This won't work with acetone too will it? making it anhydrous.

I'm curious about that too, Barmaley.

Table salt is faar less soluble in acetone than it is in ethanol or methanol, so it seems like it could.

If so, this would make FASA even easier.

Would FASA work with harmaloids?

What about Citric-ASA?

And has there been any more development on treating harmaloids with ascorbic acid?

FASA's not a good idea for harmaloids because acetone causes harmala red from what I hear.

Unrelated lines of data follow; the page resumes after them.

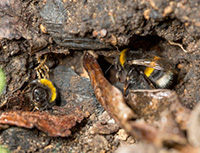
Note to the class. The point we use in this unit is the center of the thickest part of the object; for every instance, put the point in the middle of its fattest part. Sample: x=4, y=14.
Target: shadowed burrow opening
x=151, y=44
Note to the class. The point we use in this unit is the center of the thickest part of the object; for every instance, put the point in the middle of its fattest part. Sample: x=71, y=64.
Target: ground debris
x=161, y=120
x=53, y=125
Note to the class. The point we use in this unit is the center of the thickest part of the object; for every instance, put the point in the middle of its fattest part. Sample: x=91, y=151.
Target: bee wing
x=148, y=63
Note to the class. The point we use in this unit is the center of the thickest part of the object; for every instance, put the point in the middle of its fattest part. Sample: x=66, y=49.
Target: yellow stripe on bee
x=122, y=57
x=51, y=87
x=148, y=71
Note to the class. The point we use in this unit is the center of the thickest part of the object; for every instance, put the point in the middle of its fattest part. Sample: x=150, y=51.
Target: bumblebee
x=44, y=94
x=157, y=71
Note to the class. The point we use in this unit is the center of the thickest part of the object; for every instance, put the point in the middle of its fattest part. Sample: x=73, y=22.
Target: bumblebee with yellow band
x=44, y=93
x=158, y=71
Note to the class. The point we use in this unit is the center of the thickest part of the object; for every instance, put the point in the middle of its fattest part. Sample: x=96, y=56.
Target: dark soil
x=63, y=30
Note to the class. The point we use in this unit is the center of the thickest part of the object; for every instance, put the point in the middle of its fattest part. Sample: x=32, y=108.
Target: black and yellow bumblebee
x=44, y=94
x=157, y=71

As for the ascorbic acid thing, I tried it once and the end product was active with a less bitter taste and was less cloudy than the untreated extract. This could just have been because of a loss of potency during 5 hours of gentle boiling.

I have never tried THH so couldn't really compare it to what I had.

Isn't Harmala red only a problem when evapping? FASA circumvents that, no?

Also, I've read through this thread, and I didn't see if its been definitely determined whether harmala red is active or not. Has it been determined?

Kind of; SWIM has observed that freebased harmalas are somewhat soluble in acetone and can be precipitated out using FASA. But leave the fumarate harmalas in the acetone for some time (e.g. o/n) and one will see them turning red (=harmala red?)

SWI69ron has seen harmala salts turning to red with IPA and has found the harmala red to be inactive, SWIM has seen them getting red in ethanol, methanol and acetone but he has not bioassayed them. Since they turn red then something is happening to them and SWIM does not think it's good.